投稿: sugichan | 2006.02.03 21:51

sugichan様>

局地的にレス。

>チップが同じなので、VirtualPCやVMWareのようなソフト使っても十分な速度で動いてくれると思いますよ。

どの程度の作業を要求するかにもよりますが、
GPUを駆使するようなアプリだと使い物にならない気も。
だから、あれこれ考えるよりも本体を買った方が早い(笑)。
ハイスペックでも、自作とかに走れば出費は抑えられるし、
OSのエミュについては考えないようにしてます。
Version3から6.1までVirtualPCは買い続けてきましたが、
正直言うとホンの少しの確認程度でしか使ってないもの。
Intelベースで開発はやりやすくなるだろうし、
その分のスピードアップも期待できますが、
やっぱり「エミュはエミュ」でしかない気がします。

投稿: kikka | 2006.02.04 14:29

両方動いてほしい。。
2台ノートを持ち歩くのは、コスト的にも
重量的にもしんどい。(w
ネット系のフリーツールが充実してるのは、
Winなんだよなぁ。。むー。

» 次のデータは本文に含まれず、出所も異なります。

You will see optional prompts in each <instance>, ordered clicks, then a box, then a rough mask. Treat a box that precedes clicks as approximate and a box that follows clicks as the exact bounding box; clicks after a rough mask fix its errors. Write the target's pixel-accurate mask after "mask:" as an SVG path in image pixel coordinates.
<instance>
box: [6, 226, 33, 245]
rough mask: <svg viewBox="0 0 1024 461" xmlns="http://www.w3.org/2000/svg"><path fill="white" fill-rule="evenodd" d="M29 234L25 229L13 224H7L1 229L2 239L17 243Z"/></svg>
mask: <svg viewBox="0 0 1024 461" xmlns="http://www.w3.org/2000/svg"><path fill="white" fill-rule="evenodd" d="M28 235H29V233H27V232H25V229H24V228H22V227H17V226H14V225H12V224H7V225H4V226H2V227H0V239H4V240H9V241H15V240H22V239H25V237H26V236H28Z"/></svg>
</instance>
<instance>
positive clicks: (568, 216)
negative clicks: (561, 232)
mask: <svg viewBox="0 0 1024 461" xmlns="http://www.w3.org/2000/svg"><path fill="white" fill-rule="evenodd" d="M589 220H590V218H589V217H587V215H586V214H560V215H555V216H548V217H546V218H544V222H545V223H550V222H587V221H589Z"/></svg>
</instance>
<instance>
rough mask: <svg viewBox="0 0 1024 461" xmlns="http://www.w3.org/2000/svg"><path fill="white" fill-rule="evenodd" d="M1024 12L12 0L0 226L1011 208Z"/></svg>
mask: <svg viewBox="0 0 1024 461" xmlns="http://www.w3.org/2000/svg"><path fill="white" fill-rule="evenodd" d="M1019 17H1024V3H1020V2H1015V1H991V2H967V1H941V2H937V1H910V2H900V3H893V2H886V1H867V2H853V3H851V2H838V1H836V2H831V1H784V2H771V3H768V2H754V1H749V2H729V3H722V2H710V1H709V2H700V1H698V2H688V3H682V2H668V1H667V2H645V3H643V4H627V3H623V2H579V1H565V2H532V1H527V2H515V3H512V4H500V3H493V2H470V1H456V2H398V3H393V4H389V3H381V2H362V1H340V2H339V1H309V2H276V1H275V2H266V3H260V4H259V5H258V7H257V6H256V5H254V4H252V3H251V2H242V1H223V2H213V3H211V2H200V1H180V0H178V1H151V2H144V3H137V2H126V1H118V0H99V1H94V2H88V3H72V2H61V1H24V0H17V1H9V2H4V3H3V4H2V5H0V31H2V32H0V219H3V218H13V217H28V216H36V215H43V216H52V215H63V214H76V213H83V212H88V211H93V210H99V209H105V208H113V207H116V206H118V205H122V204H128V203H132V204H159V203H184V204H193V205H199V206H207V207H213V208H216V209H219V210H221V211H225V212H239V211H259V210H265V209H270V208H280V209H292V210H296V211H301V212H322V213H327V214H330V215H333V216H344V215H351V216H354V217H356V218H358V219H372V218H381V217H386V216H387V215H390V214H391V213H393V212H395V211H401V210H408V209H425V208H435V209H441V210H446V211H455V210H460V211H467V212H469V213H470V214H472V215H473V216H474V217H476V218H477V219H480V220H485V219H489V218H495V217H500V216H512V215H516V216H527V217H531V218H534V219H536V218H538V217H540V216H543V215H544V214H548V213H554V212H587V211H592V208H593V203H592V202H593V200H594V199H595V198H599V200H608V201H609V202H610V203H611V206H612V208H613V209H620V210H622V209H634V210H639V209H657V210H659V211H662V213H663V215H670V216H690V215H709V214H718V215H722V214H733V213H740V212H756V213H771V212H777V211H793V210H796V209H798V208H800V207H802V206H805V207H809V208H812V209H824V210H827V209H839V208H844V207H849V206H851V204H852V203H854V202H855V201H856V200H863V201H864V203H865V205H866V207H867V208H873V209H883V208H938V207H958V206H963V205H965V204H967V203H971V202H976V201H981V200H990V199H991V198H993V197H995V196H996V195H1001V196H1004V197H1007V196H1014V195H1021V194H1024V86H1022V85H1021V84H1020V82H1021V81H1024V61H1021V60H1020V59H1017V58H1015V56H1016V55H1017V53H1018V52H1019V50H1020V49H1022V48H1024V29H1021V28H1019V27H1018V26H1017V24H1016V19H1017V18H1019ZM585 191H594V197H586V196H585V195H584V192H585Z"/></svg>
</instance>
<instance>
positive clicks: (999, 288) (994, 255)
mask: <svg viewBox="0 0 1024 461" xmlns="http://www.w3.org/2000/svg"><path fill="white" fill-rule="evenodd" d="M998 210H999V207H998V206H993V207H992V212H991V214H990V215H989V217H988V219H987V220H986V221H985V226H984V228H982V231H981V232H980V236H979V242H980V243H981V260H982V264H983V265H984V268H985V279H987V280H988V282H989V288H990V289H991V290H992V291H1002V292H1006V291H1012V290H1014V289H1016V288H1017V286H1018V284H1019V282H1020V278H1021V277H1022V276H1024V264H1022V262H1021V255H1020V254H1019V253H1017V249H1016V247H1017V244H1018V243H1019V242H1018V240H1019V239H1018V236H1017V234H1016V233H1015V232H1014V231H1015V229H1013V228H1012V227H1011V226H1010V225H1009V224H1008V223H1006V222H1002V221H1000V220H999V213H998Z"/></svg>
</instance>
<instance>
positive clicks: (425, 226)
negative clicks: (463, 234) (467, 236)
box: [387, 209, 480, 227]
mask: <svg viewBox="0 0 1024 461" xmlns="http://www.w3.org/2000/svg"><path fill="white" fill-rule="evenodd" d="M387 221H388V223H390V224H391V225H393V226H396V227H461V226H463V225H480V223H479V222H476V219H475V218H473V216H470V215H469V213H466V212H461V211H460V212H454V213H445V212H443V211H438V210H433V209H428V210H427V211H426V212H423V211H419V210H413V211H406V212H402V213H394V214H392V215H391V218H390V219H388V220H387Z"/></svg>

。

投稿: すぴぞう | 2006.02.06 16:43

すぴ君>

>2台ノートを持ち歩くのは、コスト的にも
>重量的にもしんどい。(w

コスト的には解るけれど、
重量的には…って、車で移動してるでしょうが(苦笑)。
それこそ、某店で売ってたバイク用の
TouringBagがあればいいんじゃないかと。

>ネット系のフリーツールが充実してるのは、
>Winなんだよなぁ。。むー。。

素直にWinマシンが欲しいです(笑)。
月桂冠のCMが
Macのツールだとサイトから捕獲できないんで、
いよいよWin機が欲しくなっているというか(苦笑)。